As usual with these CTF problems one must look and see what is different from the usual, and use that to guide the way. The obvious weird thing is the massive amount of precision with the numbers that we are given and the title “Reality”. Hmm, reality, real numbers? Maybe the precision is somehow making the secret sharing system insecure? The system usually works by giving each member a pair of an integer n and the coefficient for xⁿ so the system we have here is definitely different.

I didn’t have a clue where to go from there, but resident genius Robert Xiao had an idea immediately. Can we make this into a lattice problem? More specifically a closest vector problem where the solution is the desired coefficients? This might work because the massive amount of decimal precision!

The problem we’re interested for this challenge is called the closest vector problem (CVP). It boils down to this: Given a matrix A and a vector v, what vector x, with the constraint that x is made up of integers, results in the Ax that is closest to v and what is that “closest vector” vector Ax?

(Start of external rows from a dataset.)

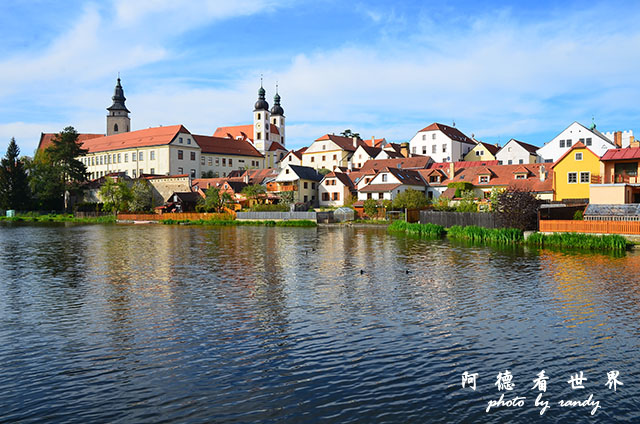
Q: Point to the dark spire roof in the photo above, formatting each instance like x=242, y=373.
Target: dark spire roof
x=261, y=104
x=277, y=109
x=118, y=99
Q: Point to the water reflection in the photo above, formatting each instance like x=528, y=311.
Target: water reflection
x=249, y=324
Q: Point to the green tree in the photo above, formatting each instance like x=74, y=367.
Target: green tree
x=518, y=208
x=14, y=184
x=254, y=191
x=215, y=201
x=371, y=208
x=115, y=195
x=411, y=199
x=141, y=197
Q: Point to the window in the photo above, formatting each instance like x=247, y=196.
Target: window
x=585, y=177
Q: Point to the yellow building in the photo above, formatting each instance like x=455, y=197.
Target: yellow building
x=482, y=152
x=572, y=173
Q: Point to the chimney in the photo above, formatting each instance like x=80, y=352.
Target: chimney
x=404, y=149
x=617, y=139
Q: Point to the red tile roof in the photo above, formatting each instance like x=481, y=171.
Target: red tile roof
x=242, y=131
x=621, y=154
x=157, y=136
x=46, y=139
x=226, y=146
x=416, y=162
x=451, y=132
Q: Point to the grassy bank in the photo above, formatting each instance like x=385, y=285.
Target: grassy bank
x=109, y=219
x=512, y=236
x=223, y=223
x=611, y=242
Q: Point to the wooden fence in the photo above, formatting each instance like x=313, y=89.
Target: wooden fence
x=192, y=216
x=598, y=227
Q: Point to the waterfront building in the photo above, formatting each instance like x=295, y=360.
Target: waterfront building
x=301, y=180
x=335, y=189
x=575, y=133
x=482, y=152
x=618, y=182
x=573, y=173
x=441, y=142
x=517, y=152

We want our closest vector problem to solve for the integer coefficients that make up the polynomial. Here’s our equations, we know that it’s in this form because the challenge said we needed 5 coefficients to decode the flag.

\begin{equation} y_1 = c_0 + c_1 x_1 + c_2 x_1^2 + c_3 x_1^3 + c_4 x_1^4 \\ y_2 = c_0 + c_1 x_2 + c_2 x_2^2 + c_3 x_2^3 + c_4 x_2^4 \\ y_3 = c_0 + c_1 x_3 + c_2 x_3^2 + c_3 x_3^3 + c_4 x_3^4 \\ \end{equation}

Now into a matrix,

\begin{equation} A=
\begin{bmatrix} 1 & x_1 & x_1^2 & x_1^3 & x_1^4 \\
1 & x_2 & x_2^2 & x_2^3 & x_2^4 \\ 1 & x_3 & x_3^2 & x_3^3 & x_3^4 \\ 1 & 0 & 0 & 0 & 0 \\ \end{bmatrix} \end{equation}

The goal vector,

\begin{equation} v=
\begin{bmatrix} y_1 \\
y_2 \\ y_3 \\ c_0 \\ \end{bmatrix} \end{equation}

Remember CVP finds integer valued x such that \(Ax=v\). So given this we expect that the CVP will find \begin{equation} x=
\begin{bmatrix} c_0 \\
c_1 \\ c_2 \\ c_3 \\ c_4 \\ \end{bmatrix} \end{equation}

and return us a vector that is close to (and hopefully close enough so that c0 will be valid)
\begin{equation} res=
\begin{bmatrix} y_1 \\
y_2 \\ y_3 \\ c_0 \\ \end{bmatrix} \end{equation} which we can extract the secret, c0, out from.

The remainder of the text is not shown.